Cops' violent rampage on Perth trains

May 22, 2002
Issue 

BY RUSSELL PICKERING

PERTH — A report tabled by Western Australia's Ombudsman on April 30 has revealed the violent and uncontrolled practices of the police who patrol the city's railways. As a result of the report, several cops are to appear before a police disciplinary tribunal.

Operation Safe Trains, established by the WA railways and the police to supposedly improve public safety on Perth's trains, has resulted in a series of unprovoked police attacks on passengers.

From August to November 2000, a poorly trained and largely unsupervised group of specialist officers applied the “no-nonsense”, “zero tolerance” brand of policing to rail commuters.

Numerous unlawful arrests and incidents of excessive force during the three-month operation have resulted in many charges being withdrawn or dismissed, and thousands of dollars in costs being awarded against the police. Thousands more have been spent investigating police conduct. The government is considering $20,000 ex-gratia payments for the victims of unlawful police activity.

One attack, captured on a train surveillance video camera, was on an Aboriginal woman and her daughter who had found a lost purse. Witnesses later confirmed the women were going to hand the purse in. Police officers provoked a dispute with the women, more police arrived as “back up” and the women were charged with disorderly conduct, resisting arrest and failing to give names.

A man who intervened to explain the situation was also arrested and handcuffed. Police failed to present the compromising tape as evidence. As a result, all charges were dropped and $3225 in court costs were awarded against the police.

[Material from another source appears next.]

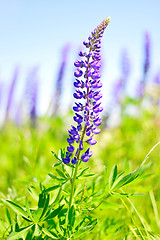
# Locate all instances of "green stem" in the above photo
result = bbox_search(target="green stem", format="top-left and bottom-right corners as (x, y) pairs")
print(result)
(69, 162), (78, 209)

A recommendation that an officer be charged with unlawful arrest and using unnecessary force was also made.

A senior police officer informed the Ombudsman that Operation Safe Trains officers used a method known as the “trifecta” to secure arrests. The practice involves the laying of a minor charge designed to incite the “offender” so that charges of resisting arrest and assault can also be laid.

Other arrests involved: the beating of a man with batons after he was accused of carrying a concealed weapon — later revealed to be a mobile phone; spraying a man accused of swearing in the face with capsicum spray; the throwing of a witness face down onto an escalator and kneeing them in the back while being handcuffed.

Despite being under the public spot light, police on Perth's rail system are still using unprovoked violence against passengers. In a recent incident reported to Green Left Weekly, an Aboriginal man was violently wrestled to the ground in a rail carriage on the pretext that he was intoxicated. The man had done nothing to warrant arrest, a witness told GLW.

Another Aboriginal man who intervened was also arrested. Both were taken off the train at the next stop, where one of the victims escaped and the other ended up semi-conscious on the train tracks with profuse bleeding from a head wound.

Police provocation was also a feature at May 1 rally in Perth. Cops, for no apparent reason, demanded the names of several Iraqi men who attended the rally. Later in the day, they were also questioned by police as they were waiting to catch a train home. They were given no satisfactory explanation for the police harassment.

Meanwhile, state Labor government is seeking to give police greater powers under the widely criticised “anti-gang laws” (supposedly to be used in the fight against organised crime).

From Green Left Weekly, May 22, 2002.